When teachers are laid off, their dismissal contributes to another school-related financial problem: underfunded pensions. Fewer teachers and other public employees paying into state retirement systems mean that unfunded liabilities grow. In 2008, the promises made by state pension plans across the country were, collectively, 84 percent funded. A year later, that figure dropped to 78 percent, according to an April 2011 report by the Pew Center on the States. As more baby boomers retire, states will be faced with even greater budget challenges in dealing with those unfunded liabilities. Some experts predict those problems could spill over and affecting general K-12 funding.
Although most money for schools is spent on costs related to instruction, the cost of building and renovating school facilities accounts for about 11 percent of school spending nationwide, according to the Census Bureau data. Collectively, the nation’s schools spent $54 billion on construction in 2008-09 and carried $400 billion in debt attributed mostly to capital projects. Most states and districts have separate funding streams to pay for capital projects, usually paid for through local property tax dollars.
Transportation is another relatively small portion of a district’s overall budget, but it hasn’t escaped scrutiny during tough budget times. In 2007-08, the latest year for which these data are available from the National Center on Education Statistics, schools collectively spent $21.5 billion on busing, or about 4 percent of their overall spending. That amounted to about $438 per child. When the cost of fuel rises, school districts tend to eye busing to cut costs. Districts across the country, from Jefferson County in Colorado to Westford Public Schools in Massachusetts, have started charging transportation fees—which have sparked outrage in some corners from parents. In some states, including Indiana, lawmakers have debated banning such busing fees.

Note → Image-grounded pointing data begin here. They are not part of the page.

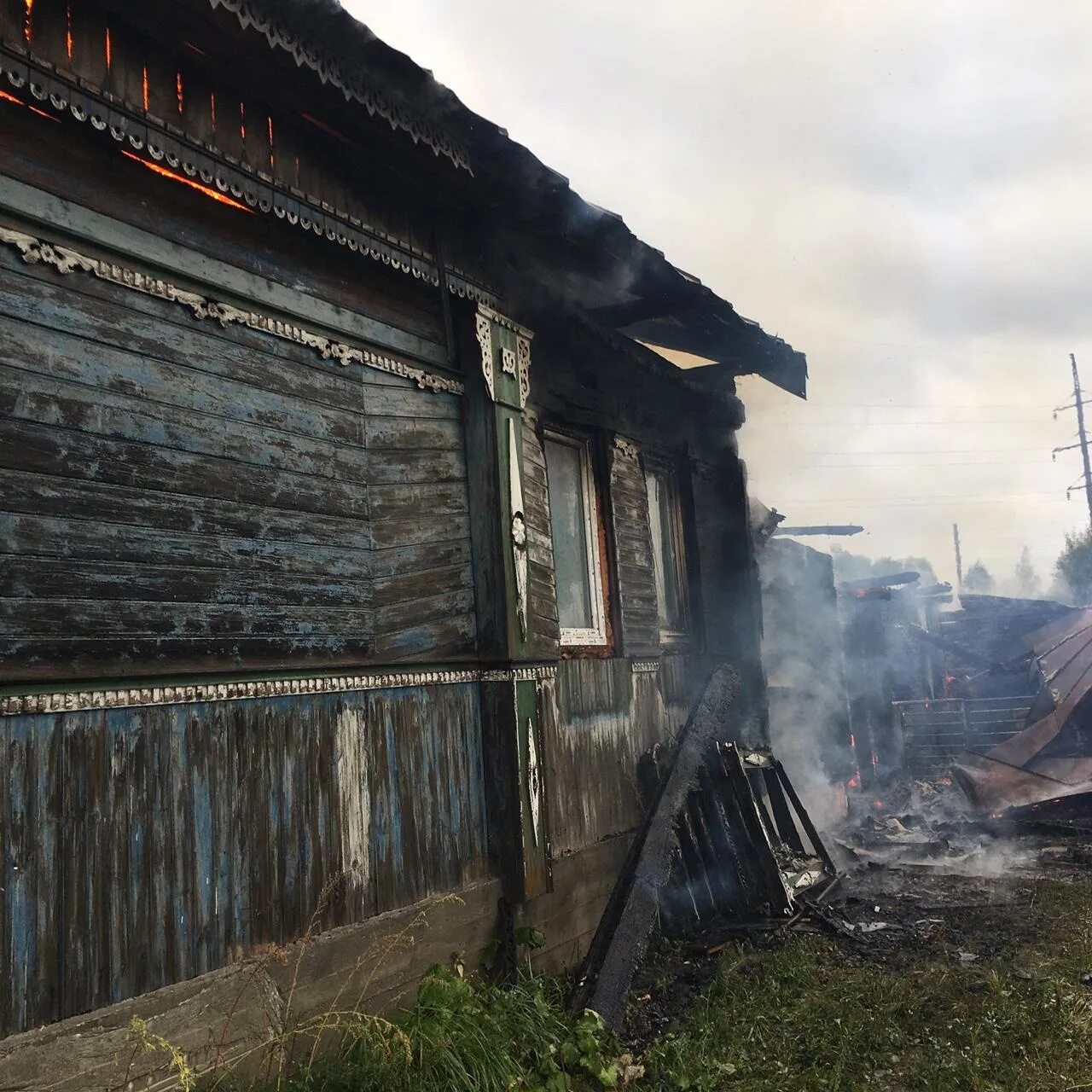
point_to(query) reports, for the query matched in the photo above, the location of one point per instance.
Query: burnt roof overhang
(585, 253)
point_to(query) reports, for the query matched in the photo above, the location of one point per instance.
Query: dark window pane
(568, 527)
(662, 523)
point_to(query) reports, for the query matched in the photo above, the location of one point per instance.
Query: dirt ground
(952, 955)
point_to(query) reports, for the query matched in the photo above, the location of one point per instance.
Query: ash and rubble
(921, 867)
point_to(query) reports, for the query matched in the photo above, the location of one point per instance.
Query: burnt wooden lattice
(624, 932)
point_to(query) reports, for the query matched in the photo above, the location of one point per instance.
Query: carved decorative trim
(66, 261)
(188, 694)
(519, 527)
(523, 363)
(514, 363)
(483, 331)
(534, 782)
(531, 674)
(351, 83)
(147, 135)
(191, 694)
(503, 320)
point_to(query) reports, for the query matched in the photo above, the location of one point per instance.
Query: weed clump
(462, 1034)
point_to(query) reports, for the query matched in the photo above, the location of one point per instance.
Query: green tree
(1026, 580)
(978, 580)
(1073, 566)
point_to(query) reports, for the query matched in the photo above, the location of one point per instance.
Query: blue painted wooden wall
(143, 846)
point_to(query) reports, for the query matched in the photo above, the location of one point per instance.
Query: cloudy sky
(900, 189)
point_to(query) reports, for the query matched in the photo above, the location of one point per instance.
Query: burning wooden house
(354, 549)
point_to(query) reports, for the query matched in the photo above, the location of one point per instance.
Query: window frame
(597, 636)
(667, 473)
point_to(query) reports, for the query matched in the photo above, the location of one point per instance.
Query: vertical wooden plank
(85, 880)
(120, 956)
(160, 843)
(201, 874)
(32, 877)
(244, 729)
(221, 790)
(7, 978)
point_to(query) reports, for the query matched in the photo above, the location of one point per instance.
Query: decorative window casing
(578, 556)
(669, 552)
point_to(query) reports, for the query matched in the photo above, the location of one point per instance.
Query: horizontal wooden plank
(415, 467)
(170, 335)
(69, 498)
(421, 584)
(451, 636)
(389, 502)
(188, 262)
(102, 619)
(43, 537)
(65, 453)
(402, 561)
(398, 616)
(102, 312)
(418, 532)
(81, 658)
(415, 433)
(26, 397)
(110, 369)
(51, 579)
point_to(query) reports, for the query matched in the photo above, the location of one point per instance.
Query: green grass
(808, 1014)
(805, 1017)
(470, 1036)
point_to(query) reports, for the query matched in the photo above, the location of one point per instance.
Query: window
(669, 555)
(574, 526)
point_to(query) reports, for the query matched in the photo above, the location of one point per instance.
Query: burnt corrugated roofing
(623, 282)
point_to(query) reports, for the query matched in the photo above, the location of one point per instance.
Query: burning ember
(206, 190)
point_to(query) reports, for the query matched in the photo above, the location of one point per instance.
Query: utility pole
(1083, 441)
(959, 560)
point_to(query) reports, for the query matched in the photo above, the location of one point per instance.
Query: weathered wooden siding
(636, 588)
(542, 596)
(144, 846)
(607, 717)
(177, 495)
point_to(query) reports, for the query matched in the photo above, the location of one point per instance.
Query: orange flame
(206, 190)
(11, 98)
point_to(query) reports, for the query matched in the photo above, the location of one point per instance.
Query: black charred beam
(626, 926)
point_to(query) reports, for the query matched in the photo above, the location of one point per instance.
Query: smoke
(810, 717)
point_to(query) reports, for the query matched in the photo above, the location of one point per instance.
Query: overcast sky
(903, 190)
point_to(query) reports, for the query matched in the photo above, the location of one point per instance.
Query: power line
(907, 467)
(908, 424)
(934, 502)
(923, 405)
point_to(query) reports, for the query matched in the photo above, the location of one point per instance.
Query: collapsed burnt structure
(354, 550)
(1049, 757)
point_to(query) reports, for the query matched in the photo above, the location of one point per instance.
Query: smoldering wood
(624, 932)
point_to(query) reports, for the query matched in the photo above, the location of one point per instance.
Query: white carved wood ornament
(518, 527)
(66, 260)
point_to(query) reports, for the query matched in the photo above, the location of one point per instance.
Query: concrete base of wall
(237, 1016)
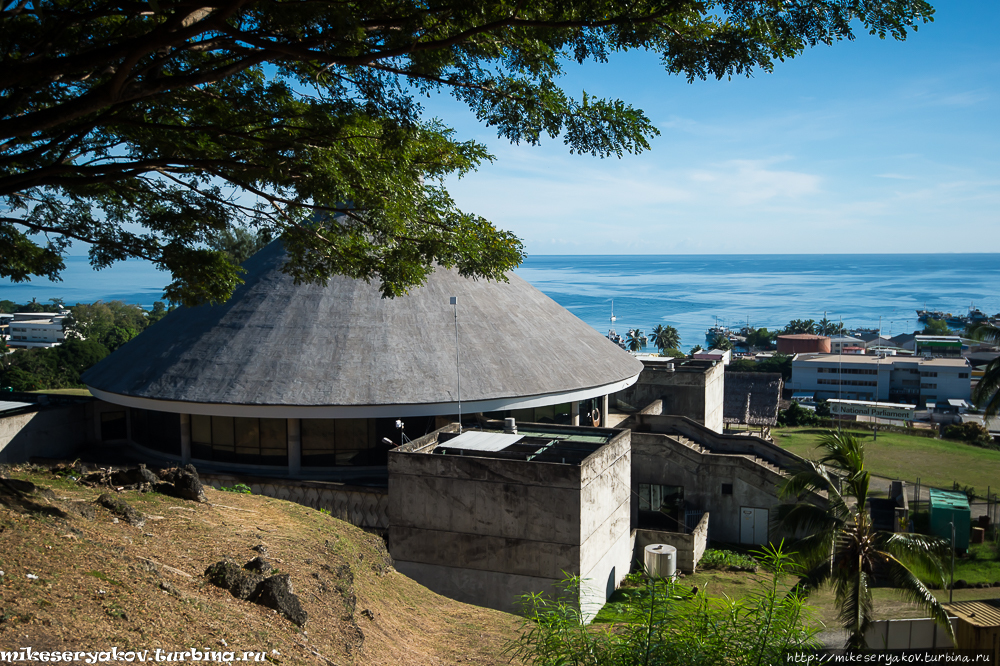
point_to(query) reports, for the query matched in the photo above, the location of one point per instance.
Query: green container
(947, 507)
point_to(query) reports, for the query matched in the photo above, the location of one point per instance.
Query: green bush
(972, 433)
(727, 560)
(668, 623)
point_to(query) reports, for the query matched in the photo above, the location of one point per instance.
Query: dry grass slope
(103, 583)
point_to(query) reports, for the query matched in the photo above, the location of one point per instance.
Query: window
(336, 442)
(160, 431)
(661, 507)
(246, 441)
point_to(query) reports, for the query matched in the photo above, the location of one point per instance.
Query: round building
(313, 379)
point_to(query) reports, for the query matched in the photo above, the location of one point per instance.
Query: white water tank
(660, 560)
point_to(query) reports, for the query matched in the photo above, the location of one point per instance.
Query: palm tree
(844, 548)
(722, 341)
(987, 392)
(635, 340)
(665, 337)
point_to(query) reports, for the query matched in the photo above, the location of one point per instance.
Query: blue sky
(871, 146)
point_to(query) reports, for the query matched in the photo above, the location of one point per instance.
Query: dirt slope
(104, 584)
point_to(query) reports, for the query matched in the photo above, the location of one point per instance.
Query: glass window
(247, 441)
(274, 441)
(319, 442)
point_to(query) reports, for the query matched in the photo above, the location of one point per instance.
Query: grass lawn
(81, 392)
(888, 605)
(894, 455)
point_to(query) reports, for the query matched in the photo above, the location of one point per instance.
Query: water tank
(660, 560)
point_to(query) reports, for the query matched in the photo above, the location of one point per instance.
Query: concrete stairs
(698, 448)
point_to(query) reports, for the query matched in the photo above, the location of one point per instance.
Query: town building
(949, 346)
(910, 380)
(28, 330)
(840, 343)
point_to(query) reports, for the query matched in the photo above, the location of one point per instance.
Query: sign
(894, 411)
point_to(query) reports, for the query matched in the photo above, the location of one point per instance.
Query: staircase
(698, 448)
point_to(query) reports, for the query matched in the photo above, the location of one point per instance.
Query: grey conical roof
(342, 345)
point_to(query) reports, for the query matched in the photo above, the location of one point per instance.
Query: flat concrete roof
(342, 351)
(864, 359)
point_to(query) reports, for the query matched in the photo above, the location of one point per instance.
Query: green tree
(859, 551)
(667, 622)
(936, 327)
(112, 324)
(147, 129)
(973, 433)
(762, 339)
(986, 395)
(635, 340)
(665, 337)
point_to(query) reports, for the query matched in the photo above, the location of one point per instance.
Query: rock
(230, 576)
(259, 565)
(134, 477)
(276, 592)
(121, 509)
(185, 483)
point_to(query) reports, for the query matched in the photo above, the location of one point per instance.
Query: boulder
(276, 592)
(228, 575)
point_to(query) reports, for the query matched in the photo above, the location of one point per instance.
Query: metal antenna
(458, 364)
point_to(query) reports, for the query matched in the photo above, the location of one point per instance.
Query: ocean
(687, 292)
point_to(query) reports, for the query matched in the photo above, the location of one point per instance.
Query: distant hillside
(103, 583)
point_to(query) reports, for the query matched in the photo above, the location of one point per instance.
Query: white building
(36, 329)
(909, 380)
(838, 342)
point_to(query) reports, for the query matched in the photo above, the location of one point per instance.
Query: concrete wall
(718, 443)
(690, 547)
(485, 530)
(695, 389)
(48, 432)
(363, 506)
(658, 459)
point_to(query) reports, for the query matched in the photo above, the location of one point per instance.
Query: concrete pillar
(294, 447)
(185, 438)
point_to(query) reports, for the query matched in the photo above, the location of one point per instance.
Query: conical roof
(340, 350)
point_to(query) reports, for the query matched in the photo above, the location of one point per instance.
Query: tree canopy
(146, 129)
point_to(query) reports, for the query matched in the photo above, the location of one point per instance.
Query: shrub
(972, 433)
(727, 560)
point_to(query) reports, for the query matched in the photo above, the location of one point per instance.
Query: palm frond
(986, 395)
(918, 552)
(908, 586)
(986, 332)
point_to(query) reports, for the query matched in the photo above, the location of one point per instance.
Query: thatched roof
(751, 398)
(342, 346)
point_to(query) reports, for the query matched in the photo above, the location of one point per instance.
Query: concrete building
(803, 343)
(28, 330)
(687, 387)
(485, 516)
(947, 346)
(311, 379)
(911, 380)
(840, 342)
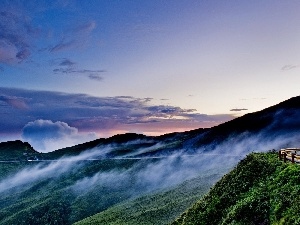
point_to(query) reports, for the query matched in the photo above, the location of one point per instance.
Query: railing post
(284, 156)
(293, 157)
(279, 155)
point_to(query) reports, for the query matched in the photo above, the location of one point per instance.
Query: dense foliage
(260, 190)
(159, 208)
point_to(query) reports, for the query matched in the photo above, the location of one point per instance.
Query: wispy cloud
(289, 67)
(75, 37)
(16, 35)
(63, 45)
(99, 114)
(15, 102)
(69, 67)
(45, 135)
(238, 110)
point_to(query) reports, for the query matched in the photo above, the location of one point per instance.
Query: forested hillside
(260, 190)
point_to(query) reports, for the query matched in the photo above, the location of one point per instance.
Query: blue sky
(106, 67)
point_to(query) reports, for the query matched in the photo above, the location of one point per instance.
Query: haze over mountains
(70, 184)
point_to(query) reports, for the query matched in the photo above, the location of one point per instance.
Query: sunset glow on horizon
(80, 70)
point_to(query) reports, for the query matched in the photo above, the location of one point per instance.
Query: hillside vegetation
(159, 208)
(260, 190)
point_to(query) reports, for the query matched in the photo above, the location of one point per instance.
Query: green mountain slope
(159, 208)
(260, 190)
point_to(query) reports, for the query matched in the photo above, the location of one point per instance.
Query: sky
(72, 71)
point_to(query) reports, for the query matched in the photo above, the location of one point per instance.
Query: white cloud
(46, 136)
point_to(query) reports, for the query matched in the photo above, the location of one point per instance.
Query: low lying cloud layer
(104, 115)
(46, 136)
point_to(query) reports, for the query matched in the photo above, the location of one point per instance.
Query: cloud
(15, 102)
(92, 74)
(69, 67)
(45, 135)
(104, 115)
(238, 110)
(66, 62)
(16, 36)
(85, 28)
(288, 67)
(63, 45)
(74, 38)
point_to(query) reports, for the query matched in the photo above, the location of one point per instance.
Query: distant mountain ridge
(282, 117)
(70, 184)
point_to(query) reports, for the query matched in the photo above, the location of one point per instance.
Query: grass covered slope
(159, 208)
(260, 190)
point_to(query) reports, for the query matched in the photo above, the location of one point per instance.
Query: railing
(291, 154)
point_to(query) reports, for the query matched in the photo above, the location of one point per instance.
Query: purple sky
(96, 68)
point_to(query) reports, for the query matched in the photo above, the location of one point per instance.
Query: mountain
(259, 190)
(133, 175)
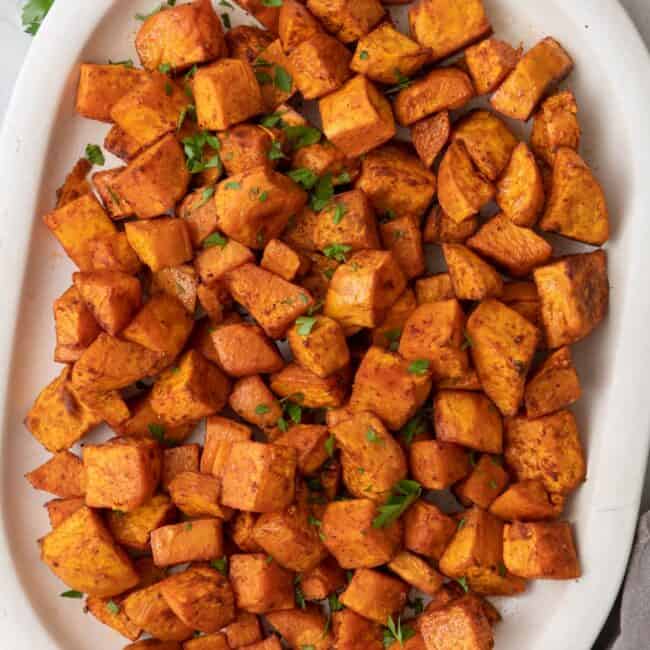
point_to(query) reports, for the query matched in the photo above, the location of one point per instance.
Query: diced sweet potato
(261, 585)
(574, 295)
(447, 26)
(543, 65)
(357, 118)
(503, 346)
(546, 448)
(442, 89)
(81, 552)
(121, 474)
(375, 595)
(576, 207)
(541, 550)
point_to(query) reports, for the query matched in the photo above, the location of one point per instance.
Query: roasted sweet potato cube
(574, 294)
(243, 631)
(543, 550)
(462, 191)
(396, 181)
(427, 530)
(390, 386)
(177, 460)
(302, 627)
(461, 624)
(198, 495)
(309, 442)
(348, 21)
(447, 26)
(351, 538)
(527, 501)
(102, 86)
(252, 400)
(81, 552)
(155, 180)
(320, 65)
(375, 595)
(363, 289)
(78, 223)
(226, 93)
(271, 300)
(434, 331)
(487, 480)
(520, 190)
(148, 609)
(440, 90)
(200, 540)
(181, 37)
(323, 580)
(543, 65)
(503, 346)
(488, 141)
(121, 474)
(435, 288)
(386, 55)
(430, 135)
(468, 419)
(372, 460)
(556, 125)
(62, 475)
(109, 363)
(576, 207)
(261, 585)
(111, 296)
(133, 529)
(438, 465)
(490, 62)
(354, 632)
(58, 417)
(546, 448)
(192, 390)
(471, 277)
(357, 118)
(259, 477)
(221, 434)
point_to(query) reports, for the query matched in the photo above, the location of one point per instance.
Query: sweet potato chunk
(390, 386)
(349, 22)
(574, 294)
(438, 465)
(372, 460)
(490, 62)
(576, 207)
(259, 477)
(81, 552)
(385, 52)
(447, 26)
(357, 118)
(543, 65)
(363, 289)
(427, 530)
(546, 448)
(374, 595)
(261, 585)
(226, 93)
(503, 345)
(442, 89)
(351, 538)
(541, 550)
(555, 126)
(121, 474)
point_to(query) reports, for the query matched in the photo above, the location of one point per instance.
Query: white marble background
(14, 44)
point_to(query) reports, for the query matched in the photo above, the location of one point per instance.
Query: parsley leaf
(404, 493)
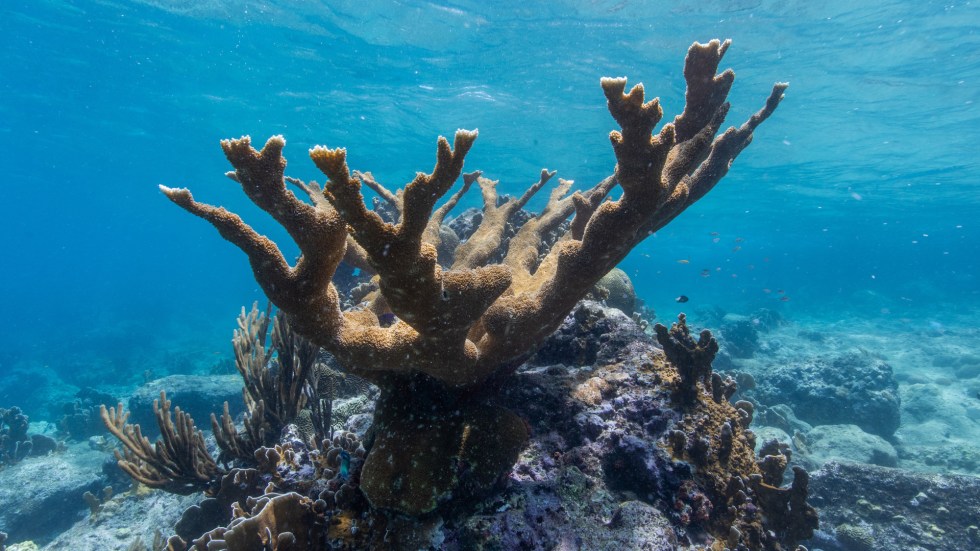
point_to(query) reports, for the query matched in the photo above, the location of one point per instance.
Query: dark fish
(344, 465)
(387, 319)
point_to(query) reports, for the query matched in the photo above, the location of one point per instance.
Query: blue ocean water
(857, 202)
(861, 194)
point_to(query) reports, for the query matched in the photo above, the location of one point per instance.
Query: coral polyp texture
(440, 339)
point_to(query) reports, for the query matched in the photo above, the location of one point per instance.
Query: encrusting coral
(460, 326)
(440, 332)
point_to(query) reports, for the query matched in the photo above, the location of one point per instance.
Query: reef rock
(849, 388)
(871, 507)
(41, 496)
(847, 443)
(593, 333)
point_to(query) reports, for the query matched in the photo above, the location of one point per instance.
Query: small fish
(387, 319)
(344, 465)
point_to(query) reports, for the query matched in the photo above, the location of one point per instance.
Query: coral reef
(15, 443)
(455, 329)
(843, 388)
(444, 343)
(872, 507)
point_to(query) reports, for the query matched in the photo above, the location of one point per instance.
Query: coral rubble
(443, 343)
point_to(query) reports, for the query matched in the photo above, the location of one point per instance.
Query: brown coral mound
(460, 327)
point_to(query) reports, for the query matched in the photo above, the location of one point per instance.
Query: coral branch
(179, 462)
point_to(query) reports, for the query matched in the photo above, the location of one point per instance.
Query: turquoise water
(858, 199)
(861, 194)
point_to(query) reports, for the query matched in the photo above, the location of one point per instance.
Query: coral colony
(442, 329)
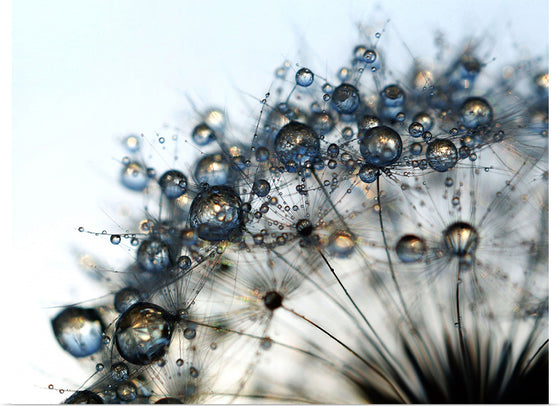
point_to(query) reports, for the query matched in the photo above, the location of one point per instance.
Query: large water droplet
(143, 333)
(410, 248)
(173, 184)
(153, 256)
(216, 214)
(79, 331)
(381, 146)
(297, 143)
(346, 98)
(441, 155)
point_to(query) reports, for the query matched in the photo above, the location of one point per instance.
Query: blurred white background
(86, 73)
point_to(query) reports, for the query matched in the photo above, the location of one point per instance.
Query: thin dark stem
(458, 313)
(349, 349)
(392, 270)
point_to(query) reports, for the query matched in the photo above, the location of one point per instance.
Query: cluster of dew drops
(316, 143)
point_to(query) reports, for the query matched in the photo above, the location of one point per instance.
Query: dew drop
(304, 77)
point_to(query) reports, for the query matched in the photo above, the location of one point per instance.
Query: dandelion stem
(349, 349)
(458, 311)
(393, 276)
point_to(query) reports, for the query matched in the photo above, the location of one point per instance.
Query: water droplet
(304, 77)
(184, 263)
(416, 129)
(216, 214)
(193, 372)
(346, 98)
(173, 184)
(297, 143)
(475, 112)
(261, 188)
(143, 333)
(425, 120)
(368, 173)
(214, 169)
(79, 331)
(262, 154)
(125, 298)
(83, 397)
(134, 176)
(410, 248)
(381, 146)
(202, 134)
(119, 372)
(392, 96)
(415, 148)
(153, 256)
(126, 391)
(341, 244)
(273, 300)
(189, 333)
(441, 155)
(132, 143)
(460, 239)
(304, 227)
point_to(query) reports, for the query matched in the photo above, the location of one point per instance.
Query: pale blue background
(85, 73)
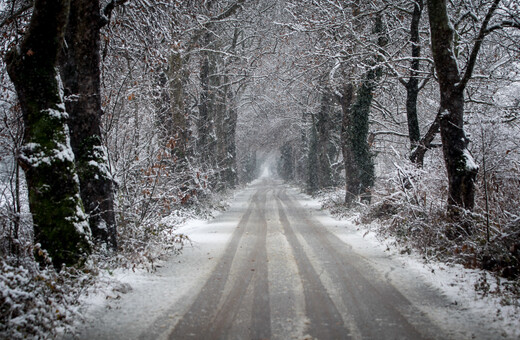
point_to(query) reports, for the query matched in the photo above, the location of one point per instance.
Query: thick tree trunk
(363, 175)
(81, 76)
(313, 160)
(206, 142)
(60, 225)
(179, 126)
(351, 181)
(460, 166)
(412, 86)
(323, 128)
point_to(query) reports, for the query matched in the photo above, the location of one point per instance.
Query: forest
(121, 119)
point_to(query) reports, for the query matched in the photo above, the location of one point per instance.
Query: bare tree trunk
(80, 66)
(461, 168)
(60, 225)
(412, 86)
(323, 128)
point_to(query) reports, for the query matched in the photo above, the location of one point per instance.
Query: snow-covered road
(276, 267)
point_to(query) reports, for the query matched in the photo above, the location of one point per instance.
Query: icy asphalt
(274, 266)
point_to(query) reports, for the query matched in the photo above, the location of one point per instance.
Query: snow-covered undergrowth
(408, 212)
(43, 303)
(38, 303)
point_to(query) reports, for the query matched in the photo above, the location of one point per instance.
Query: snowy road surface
(275, 267)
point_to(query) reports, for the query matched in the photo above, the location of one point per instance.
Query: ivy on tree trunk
(461, 168)
(60, 224)
(80, 69)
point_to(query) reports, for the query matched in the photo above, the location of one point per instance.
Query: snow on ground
(454, 281)
(117, 309)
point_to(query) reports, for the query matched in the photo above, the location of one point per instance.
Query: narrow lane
(343, 297)
(275, 267)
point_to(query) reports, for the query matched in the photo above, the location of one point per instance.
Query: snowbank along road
(273, 267)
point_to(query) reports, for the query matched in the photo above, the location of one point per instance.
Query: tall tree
(80, 71)
(461, 168)
(359, 171)
(60, 224)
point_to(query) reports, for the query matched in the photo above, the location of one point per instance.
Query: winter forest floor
(268, 267)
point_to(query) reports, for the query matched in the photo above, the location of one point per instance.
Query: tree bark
(460, 166)
(323, 129)
(80, 70)
(412, 86)
(60, 224)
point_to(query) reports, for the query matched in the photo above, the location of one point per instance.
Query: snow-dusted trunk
(206, 142)
(179, 126)
(60, 224)
(324, 128)
(412, 86)
(460, 166)
(81, 76)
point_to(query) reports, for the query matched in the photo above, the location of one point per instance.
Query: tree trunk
(206, 143)
(412, 86)
(351, 181)
(60, 224)
(81, 76)
(323, 129)
(313, 160)
(179, 128)
(460, 166)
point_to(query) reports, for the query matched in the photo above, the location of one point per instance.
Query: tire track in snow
(324, 319)
(212, 315)
(377, 308)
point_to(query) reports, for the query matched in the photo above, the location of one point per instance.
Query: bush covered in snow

Saving money on transportation is one of the drivers behind districts switching to four-day school weeks, especially in sprawling rural districts with few students but high transportation costs. All states have laws setting a minimum number of days, or in some cases hours, in each school-year calendar, ranging from a low of 160 days in Colorado to a high of 186 days in Kansas. Most require 180 days. But during the difficult budget times that began in 2008, school districts across the country began experimenting with changing their school calendars to save money. An analysis by the Education Commission of the States found that by mid-2011, at least 120 districts in 17 states were moving to a four-day school week to save money on transportation, utilities and custodial staff. In exchange for three-day weekends, students spend more hours in class each day. But the savings have been minimal, with actual savings ranging from less than 0.5 percent of district budgets to 2.5 percent. Teachers, whose salaries and benefits make up the bulk of district budgets, still worked the same number of hours, only in a compressed time frame, the analysis found. The relevant studies can be found here.
Even as the economy slowly regains momentum, many analysts expect states to continue to experience lean budget times. And that means school districts will keep having to make tough financial decisions even as they face demands to improve student achievement.